Obviously, Mr. Ed's message didn't reach these Clydesdales. A decade later they're still hauling around shipments of crappy beer at Ed McMahon's request.

But some commercial critters had it better than others. 9 Lives spokescat Morris rose to fame in the '70s and even starred in the 1973 film Shamus opposite Burt Reynolds. In the '80s, he ran for president against fellow actor Ronald Reagan, but lost when Americans got a look at his cabinet proposals in the commercial below.

Spuds MacKenzie's career as the "ultimate party animal" was marred by the discovery that he was actually played by a female dog named Honey Tree Evil Eye. But nothing can diminish his performance in the 1988 Olympics. Despite his lack of opposable thumbs, Spuds took home the gold in pole vaulting as the "Spudettes" cheered him on.

The Aflac Duck is smart enough to compare various insurance policies, but his biggest achievement is being the bane of Ben Affleck's existence. Ben has said that after these commercials aired people started walking up to him and screaming "Aflac" all the time.

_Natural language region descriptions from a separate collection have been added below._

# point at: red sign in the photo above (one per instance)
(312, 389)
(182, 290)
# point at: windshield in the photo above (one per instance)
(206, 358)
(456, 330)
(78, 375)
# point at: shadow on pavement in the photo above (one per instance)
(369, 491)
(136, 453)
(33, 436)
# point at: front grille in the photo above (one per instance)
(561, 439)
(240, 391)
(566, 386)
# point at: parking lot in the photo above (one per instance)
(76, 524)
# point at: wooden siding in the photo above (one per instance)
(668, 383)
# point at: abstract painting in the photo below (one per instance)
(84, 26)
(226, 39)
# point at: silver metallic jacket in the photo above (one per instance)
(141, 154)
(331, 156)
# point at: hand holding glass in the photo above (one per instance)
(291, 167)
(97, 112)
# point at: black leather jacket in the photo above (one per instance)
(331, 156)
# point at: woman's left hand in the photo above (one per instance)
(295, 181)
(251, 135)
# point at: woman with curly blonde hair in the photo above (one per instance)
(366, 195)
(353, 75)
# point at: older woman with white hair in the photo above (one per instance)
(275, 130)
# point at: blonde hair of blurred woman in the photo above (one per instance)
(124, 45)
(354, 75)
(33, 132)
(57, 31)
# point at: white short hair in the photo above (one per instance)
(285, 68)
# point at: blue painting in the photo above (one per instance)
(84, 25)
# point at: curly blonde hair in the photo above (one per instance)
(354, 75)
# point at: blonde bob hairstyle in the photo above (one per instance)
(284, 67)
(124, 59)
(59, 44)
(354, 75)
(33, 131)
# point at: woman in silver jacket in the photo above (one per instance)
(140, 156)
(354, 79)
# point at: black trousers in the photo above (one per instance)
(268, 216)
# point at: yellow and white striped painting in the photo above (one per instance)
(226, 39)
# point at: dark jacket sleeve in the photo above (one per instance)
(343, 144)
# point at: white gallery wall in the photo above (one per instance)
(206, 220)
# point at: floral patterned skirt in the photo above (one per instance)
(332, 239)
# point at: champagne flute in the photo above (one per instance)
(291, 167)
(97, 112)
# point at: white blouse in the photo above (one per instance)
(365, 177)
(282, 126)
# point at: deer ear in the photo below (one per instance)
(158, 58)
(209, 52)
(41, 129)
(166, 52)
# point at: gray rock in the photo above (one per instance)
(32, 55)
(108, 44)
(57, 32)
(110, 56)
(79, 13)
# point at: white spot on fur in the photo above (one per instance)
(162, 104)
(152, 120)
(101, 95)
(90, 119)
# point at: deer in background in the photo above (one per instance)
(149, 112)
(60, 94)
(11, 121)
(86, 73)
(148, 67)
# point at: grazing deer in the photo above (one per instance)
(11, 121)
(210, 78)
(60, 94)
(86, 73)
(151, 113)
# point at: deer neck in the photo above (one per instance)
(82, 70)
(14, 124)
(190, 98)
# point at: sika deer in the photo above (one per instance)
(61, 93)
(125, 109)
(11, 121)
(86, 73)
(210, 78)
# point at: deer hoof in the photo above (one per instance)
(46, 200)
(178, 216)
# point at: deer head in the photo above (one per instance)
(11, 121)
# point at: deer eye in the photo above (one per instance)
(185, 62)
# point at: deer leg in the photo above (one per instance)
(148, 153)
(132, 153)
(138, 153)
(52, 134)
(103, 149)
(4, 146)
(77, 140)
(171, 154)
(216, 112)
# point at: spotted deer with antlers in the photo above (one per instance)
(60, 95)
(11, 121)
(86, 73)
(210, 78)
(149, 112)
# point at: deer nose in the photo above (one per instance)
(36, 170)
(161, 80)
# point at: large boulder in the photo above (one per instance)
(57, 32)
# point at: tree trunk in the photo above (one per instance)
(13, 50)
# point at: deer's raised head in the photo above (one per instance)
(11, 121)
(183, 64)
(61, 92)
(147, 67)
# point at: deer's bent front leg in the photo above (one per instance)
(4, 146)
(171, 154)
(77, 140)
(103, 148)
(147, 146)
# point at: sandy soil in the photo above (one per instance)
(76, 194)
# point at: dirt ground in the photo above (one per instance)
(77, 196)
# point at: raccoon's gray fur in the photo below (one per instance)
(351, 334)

Duke from the Bush's Baked Beans commercials seems pretty intelligent too, as he has taught himself to talk. But if he's so smart why does he live with an adult man who uses a baked bean bedspread?

Technically David Duchovny doesn't qualify for this list, but he deserves an honorable mention for his voiceover work in the Pedigree commercials. Even though for years, talking about dog food was the only post-X-Files work he could find, he demonstrated an utter lack of shame. We'd be happy to rub your belly, Mulder.

Toby may not be that well known yet, but every time we see the mom in this Stanley Steemer commercial roll her eyes and ignore her child, we can't help but applaud Toby's new trick.